Le 8 octobre 2002, le ministère de la Culture et Bercy lançent une mission sur la copie privée. Deux mois et demi plus tard, après un round d’auditions, un rapport du 19 décembre 2002 décrit divergences et pistes de travail. Seulement, jamais le gouvernement n’a cru bon de sortir un tel document, resté dans les tiroirs. Nous l'avons désormais en mains et en publions donc les bonnes feuilles, à l'occasion des 30 ans de la copie privée.
Cette mission avait été confiée à Serge Kancel, chargé de mission à l’inspection générale de l’administration des affaires culturelles, et Jean Berbinau, ingénieur général des télécommunications. Un chantier initié dans un contexte contraint. À l’époque, en effet, la France était en pleine transposition de la directive de 2001 sur le droit d’auteur, texte qui comprend un passage relatif à la copie privée. En substance, il autorise les États membres à prévoir une « compensation équitable » (nom européen de la redevance) pour les seules reproductions effectuées « par une personne physique pour un usage privé et à des fins non directement ou indirectement commerciales ».

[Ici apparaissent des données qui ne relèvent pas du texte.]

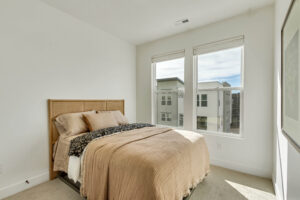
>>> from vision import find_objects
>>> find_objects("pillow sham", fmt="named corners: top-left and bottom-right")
top-left (97, 110), bottom-right (129, 125)
top-left (55, 111), bottom-right (96, 136)
top-left (83, 112), bottom-right (119, 131)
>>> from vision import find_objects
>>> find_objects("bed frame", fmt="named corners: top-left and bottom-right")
top-left (48, 99), bottom-right (195, 200)
top-left (48, 99), bottom-right (125, 180)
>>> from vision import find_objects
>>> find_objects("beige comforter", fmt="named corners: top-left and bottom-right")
top-left (81, 127), bottom-right (209, 200)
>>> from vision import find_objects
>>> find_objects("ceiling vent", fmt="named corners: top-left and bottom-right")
top-left (175, 19), bottom-right (189, 26)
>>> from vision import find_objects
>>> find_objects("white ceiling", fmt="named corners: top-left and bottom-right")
top-left (42, 0), bottom-right (274, 44)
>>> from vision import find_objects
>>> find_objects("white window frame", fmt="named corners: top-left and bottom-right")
top-left (193, 36), bottom-right (245, 139)
top-left (151, 49), bottom-right (185, 129)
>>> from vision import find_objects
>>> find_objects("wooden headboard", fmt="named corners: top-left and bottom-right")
top-left (48, 99), bottom-right (125, 180)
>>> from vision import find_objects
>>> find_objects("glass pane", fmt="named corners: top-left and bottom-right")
top-left (196, 89), bottom-right (240, 134)
top-left (154, 58), bottom-right (184, 127)
top-left (196, 47), bottom-right (243, 134)
top-left (198, 47), bottom-right (243, 87)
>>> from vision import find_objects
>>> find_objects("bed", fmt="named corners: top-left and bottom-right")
top-left (48, 100), bottom-right (209, 200)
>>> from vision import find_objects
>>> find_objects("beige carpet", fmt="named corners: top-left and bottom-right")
top-left (6, 166), bottom-right (276, 200)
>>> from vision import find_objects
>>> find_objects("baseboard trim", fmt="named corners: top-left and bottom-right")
top-left (0, 171), bottom-right (49, 199)
top-left (210, 158), bottom-right (272, 178)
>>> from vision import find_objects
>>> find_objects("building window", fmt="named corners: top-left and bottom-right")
top-left (167, 113), bottom-right (172, 122)
top-left (161, 96), bottom-right (166, 106)
top-left (194, 39), bottom-right (244, 134)
top-left (152, 54), bottom-right (184, 127)
top-left (201, 94), bottom-right (207, 107)
top-left (197, 116), bottom-right (207, 130)
top-left (161, 113), bottom-right (166, 121)
top-left (179, 114), bottom-right (183, 126)
top-left (167, 96), bottom-right (172, 106)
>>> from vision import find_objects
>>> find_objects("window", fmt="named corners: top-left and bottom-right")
top-left (161, 96), bottom-right (166, 106)
top-left (161, 113), bottom-right (166, 121)
top-left (167, 113), bottom-right (172, 122)
top-left (167, 96), bottom-right (172, 106)
top-left (201, 94), bottom-right (207, 107)
top-left (196, 43), bottom-right (244, 134)
top-left (179, 114), bottom-right (183, 126)
top-left (152, 54), bottom-right (184, 127)
top-left (197, 116), bottom-right (207, 130)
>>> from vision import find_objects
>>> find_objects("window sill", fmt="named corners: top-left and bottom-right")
top-left (194, 130), bottom-right (245, 140)
top-left (155, 124), bottom-right (245, 140)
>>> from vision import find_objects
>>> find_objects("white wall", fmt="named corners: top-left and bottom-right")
top-left (273, 0), bottom-right (300, 200)
top-left (136, 6), bottom-right (274, 177)
top-left (0, 0), bottom-right (136, 199)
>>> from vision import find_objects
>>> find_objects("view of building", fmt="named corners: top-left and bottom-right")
top-left (156, 77), bottom-right (240, 133)
top-left (157, 78), bottom-right (184, 126)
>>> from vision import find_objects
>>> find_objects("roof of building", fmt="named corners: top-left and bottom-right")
top-left (156, 77), bottom-right (184, 84)
top-left (156, 77), bottom-right (231, 87)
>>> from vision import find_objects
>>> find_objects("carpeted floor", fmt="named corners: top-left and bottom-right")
top-left (5, 166), bottom-right (276, 200)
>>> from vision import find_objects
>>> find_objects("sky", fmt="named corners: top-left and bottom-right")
top-left (156, 47), bottom-right (242, 87)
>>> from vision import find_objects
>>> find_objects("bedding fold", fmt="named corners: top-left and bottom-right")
top-left (81, 127), bottom-right (209, 200)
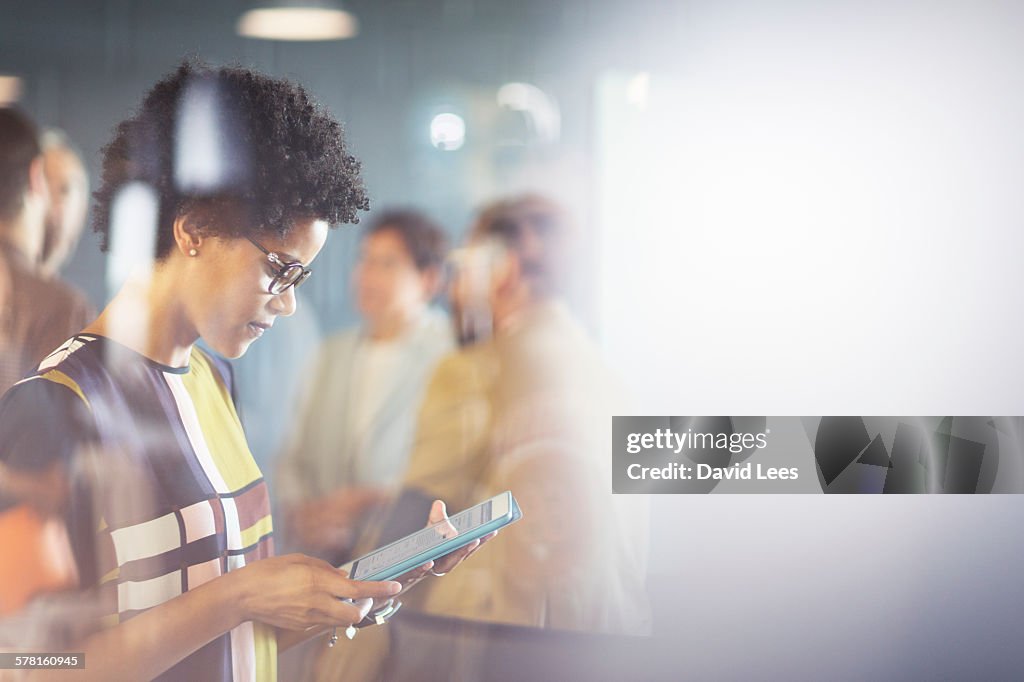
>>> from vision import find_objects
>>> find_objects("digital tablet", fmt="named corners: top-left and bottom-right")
top-left (341, 491), bottom-right (522, 581)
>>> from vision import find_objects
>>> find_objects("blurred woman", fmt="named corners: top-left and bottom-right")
top-left (278, 211), bottom-right (453, 563)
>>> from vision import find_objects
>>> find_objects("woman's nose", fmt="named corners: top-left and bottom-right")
top-left (268, 287), bottom-right (298, 317)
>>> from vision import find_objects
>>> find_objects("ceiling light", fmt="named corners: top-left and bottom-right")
top-left (0, 75), bottom-right (22, 106)
top-left (238, 0), bottom-right (359, 40)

Pour ceux qui ont raté quelques épisodes, rappelons que cette « rémunération » vient compenser la possibilité pour une personne de réaliser des copies à titre privé d’œuvres protégées. Il y a préjudice pour l’ayant droit puisque la personne n’a pas à racheter l’œuvre à cette occasion. Son indemnisation se manifeste donc par un prélèvement sur les supports, dont le barème est déterminé par des études d’usages. Financées par les ayants droit, elles consistent à jauger les pratiques de copie sur un échantillon d’utilisateurs, d’où sont ensuite extraits par d’aussi savants qu’opaques calculs, des taux de perception généralisés à l’ensemble de la population. Avec un bel effet : plus de 200 millions d'euros sont désormais prélevés chaque année sur leurs épaules.
Alors que la redevance fêtera dans quelques semaines ses 30 ans en France, l’introduction d’une telle directive menaçait donc de bouleverser les situations acquises. L’objet de la mission initiée au ministère de l’Économie et à la Rue de Valois fut donc de mesurer les incidences du droit européen sur cette législation française. Nous avons en main la quasi-totalité de ce rapport, qui n’a jamais été publié ni même présenté aux députés ou aux sénateurs. Et c’est bien dommage, car, au vu des passages que nous publions, il recèle de pépites à la lumière des évènements qui ont postérieurement rythmé le sujet.
« Aucune raison valable pour réformer le mécanisme »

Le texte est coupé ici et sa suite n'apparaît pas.